Boy ! I see this all the time. If they had grown up like me they would be glad to pick all they could. I still pick blackberries and wild plumbs in the Clearwater drainage in Idaho every summer.
 
I remember the first deer hunting season since ????? in WV. About 1940 (?) One day, bucks only. My Dad and GD set up camp some where and Dad killed a 16 point (eastern count) buck which is shoulder mounted and still is in the family. Same for eastern VA at the time. Now in VA you can kill as many as you want as long as you buy the tags.
 
Blackberries are not native berries, in case anyone cares. They are also known as Himalayan Blackberries, and were introduced by settlers and then spread all over the countryside by birds dropping the seeds everywhere. They're common along irrigation ditches and basically anywhere people have settled at one time or another.

AZ has the tiny little "match head" size wild strawberries, and you're lucky to find enough of them to taste.

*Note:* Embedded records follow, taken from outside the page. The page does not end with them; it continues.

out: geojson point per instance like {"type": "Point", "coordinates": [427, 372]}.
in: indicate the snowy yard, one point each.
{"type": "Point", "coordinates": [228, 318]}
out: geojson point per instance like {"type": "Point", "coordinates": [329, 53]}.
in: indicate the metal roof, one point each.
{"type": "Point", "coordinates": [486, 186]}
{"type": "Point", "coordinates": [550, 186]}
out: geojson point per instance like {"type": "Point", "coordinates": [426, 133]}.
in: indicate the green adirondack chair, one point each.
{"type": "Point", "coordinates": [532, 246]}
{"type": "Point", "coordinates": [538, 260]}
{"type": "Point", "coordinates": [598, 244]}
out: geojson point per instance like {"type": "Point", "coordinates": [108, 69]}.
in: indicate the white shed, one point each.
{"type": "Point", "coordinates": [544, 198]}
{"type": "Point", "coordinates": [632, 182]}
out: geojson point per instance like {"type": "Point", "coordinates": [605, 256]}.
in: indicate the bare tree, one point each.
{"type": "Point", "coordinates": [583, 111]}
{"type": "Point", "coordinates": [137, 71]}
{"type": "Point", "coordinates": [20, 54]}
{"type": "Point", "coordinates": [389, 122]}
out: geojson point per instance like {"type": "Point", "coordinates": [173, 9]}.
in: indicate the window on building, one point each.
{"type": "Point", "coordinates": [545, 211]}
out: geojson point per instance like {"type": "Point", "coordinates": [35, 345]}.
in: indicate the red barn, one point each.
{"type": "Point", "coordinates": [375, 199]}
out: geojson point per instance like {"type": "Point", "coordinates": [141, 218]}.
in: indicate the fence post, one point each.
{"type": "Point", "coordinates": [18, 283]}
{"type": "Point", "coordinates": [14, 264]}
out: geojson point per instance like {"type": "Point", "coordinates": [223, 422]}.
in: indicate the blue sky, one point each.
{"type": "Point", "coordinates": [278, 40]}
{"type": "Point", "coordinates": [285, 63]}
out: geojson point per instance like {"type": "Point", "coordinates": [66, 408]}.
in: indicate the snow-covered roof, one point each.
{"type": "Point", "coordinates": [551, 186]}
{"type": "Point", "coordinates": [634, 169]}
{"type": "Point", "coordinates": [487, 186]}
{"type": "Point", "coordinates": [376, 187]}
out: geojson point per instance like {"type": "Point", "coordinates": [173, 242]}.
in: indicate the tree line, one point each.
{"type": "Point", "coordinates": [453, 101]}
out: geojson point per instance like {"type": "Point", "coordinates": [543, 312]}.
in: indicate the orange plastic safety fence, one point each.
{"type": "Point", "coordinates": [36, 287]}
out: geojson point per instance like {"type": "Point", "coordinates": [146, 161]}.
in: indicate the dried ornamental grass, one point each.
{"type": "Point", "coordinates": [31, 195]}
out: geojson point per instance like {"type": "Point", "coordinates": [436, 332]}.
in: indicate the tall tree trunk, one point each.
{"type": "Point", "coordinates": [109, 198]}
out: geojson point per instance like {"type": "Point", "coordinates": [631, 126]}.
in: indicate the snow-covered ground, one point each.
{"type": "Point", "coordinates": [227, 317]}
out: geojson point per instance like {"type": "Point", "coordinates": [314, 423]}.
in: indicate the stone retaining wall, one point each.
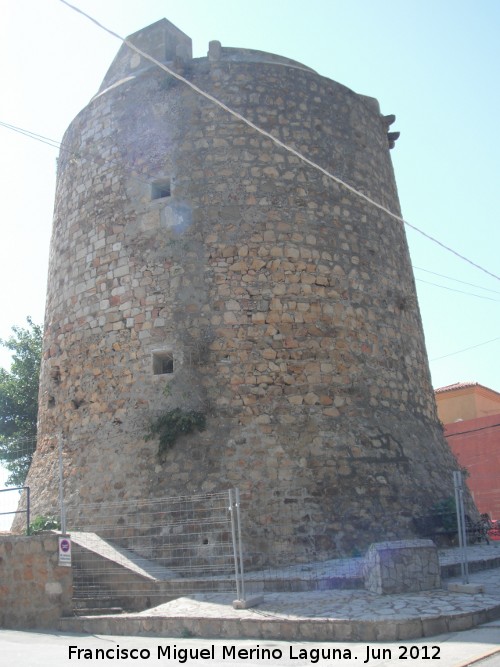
{"type": "Point", "coordinates": [34, 590]}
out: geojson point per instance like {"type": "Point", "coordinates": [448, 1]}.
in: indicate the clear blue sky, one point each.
{"type": "Point", "coordinates": [433, 63]}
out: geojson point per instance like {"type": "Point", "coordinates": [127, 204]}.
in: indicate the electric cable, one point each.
{"type": "Point", "coordinates": [274, 139]}
{"type": "Point", "coordinates": [465, 349]}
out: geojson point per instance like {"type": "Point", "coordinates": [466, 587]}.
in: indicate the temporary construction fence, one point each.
{"type": "Point", "coordinates": [138, 553]}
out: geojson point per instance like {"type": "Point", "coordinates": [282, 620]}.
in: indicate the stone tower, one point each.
{"type": "Point", "coordinates": [198, 269]}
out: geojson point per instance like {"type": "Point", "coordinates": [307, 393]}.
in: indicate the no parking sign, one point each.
{"type": "Point", "coordinates": [65, 551]}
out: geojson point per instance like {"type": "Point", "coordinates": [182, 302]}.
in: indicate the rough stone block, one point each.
{"type": "Point", "coordinates": [402, 567]}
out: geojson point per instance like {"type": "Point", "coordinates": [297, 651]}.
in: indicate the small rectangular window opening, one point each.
{"type": "Point", "coordinates": [160, 189]}
{"type": "Point", "coordinates": [163, 363]}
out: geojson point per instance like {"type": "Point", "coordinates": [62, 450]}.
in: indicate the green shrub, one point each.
{"type": "Point", "coordinates": [42, 523]}
{"type": "Point", "coordinates": [174, 423]}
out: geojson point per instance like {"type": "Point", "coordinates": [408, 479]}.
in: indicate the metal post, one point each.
{"type": "Point", "coordinates": [27, 488]}
{"type": "Point", "coordinates": [240, 547]}
{"type": "Point", "coordinates": [235, 551]}
{"type": "Point", "coordinates": [61, 489]}
{"type": "Point", "coordinates": [462, 534]}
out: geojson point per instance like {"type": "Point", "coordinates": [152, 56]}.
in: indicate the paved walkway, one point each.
{"type": "Point", "coordinates": [332, 615]}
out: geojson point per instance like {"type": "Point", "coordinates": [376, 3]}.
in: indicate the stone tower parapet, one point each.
{"type": "Point", "coordinates": [195, 265]}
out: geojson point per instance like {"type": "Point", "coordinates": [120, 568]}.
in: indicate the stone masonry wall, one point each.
{"type": "Point", "coordinates": [287, 303]}
{"type": "Point", "coordinates": [34, 590]}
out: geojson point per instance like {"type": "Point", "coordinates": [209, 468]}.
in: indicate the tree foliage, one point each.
{"type": "Point", "coordinates": [19, 401]}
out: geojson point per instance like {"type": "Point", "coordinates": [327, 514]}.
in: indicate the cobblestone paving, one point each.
{"type": "Point", "coordinates": [322, 615]}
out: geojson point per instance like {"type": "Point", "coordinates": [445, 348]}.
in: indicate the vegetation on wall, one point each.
{"type": "Point", "coordinates": [174, 423]}
{"type": "Point", "coordinates": [19, 401]}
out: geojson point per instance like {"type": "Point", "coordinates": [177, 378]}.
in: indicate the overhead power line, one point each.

We do have native wild raspberries, though, in large numbers if you hit it right. The forest fires of the last few decades have made good stands of them in slash piles. They are excellent.

One berry I have only seen in the SW, and picked enough of to make something out of is desert barberries, which my family (from TX) called algerita. They grow from about 3,000ft. to 6,000ft. elev. and have very stickery leaves. We made good jelly out of them and I have eaten a pie made out of them that was plenty good. The berries are about the same as the ones on the low growing barberry bushes you see in the mountains of the West, but the bushes are very different, growing up to 15' high and just as wide. The leaves also have points that are much sharper, making leather gloves a good accessory for picking them. The very fragrant flowers are good to eat as well, before they put on berries, with a good tart flavor, but still sweet enough to enjoy eating.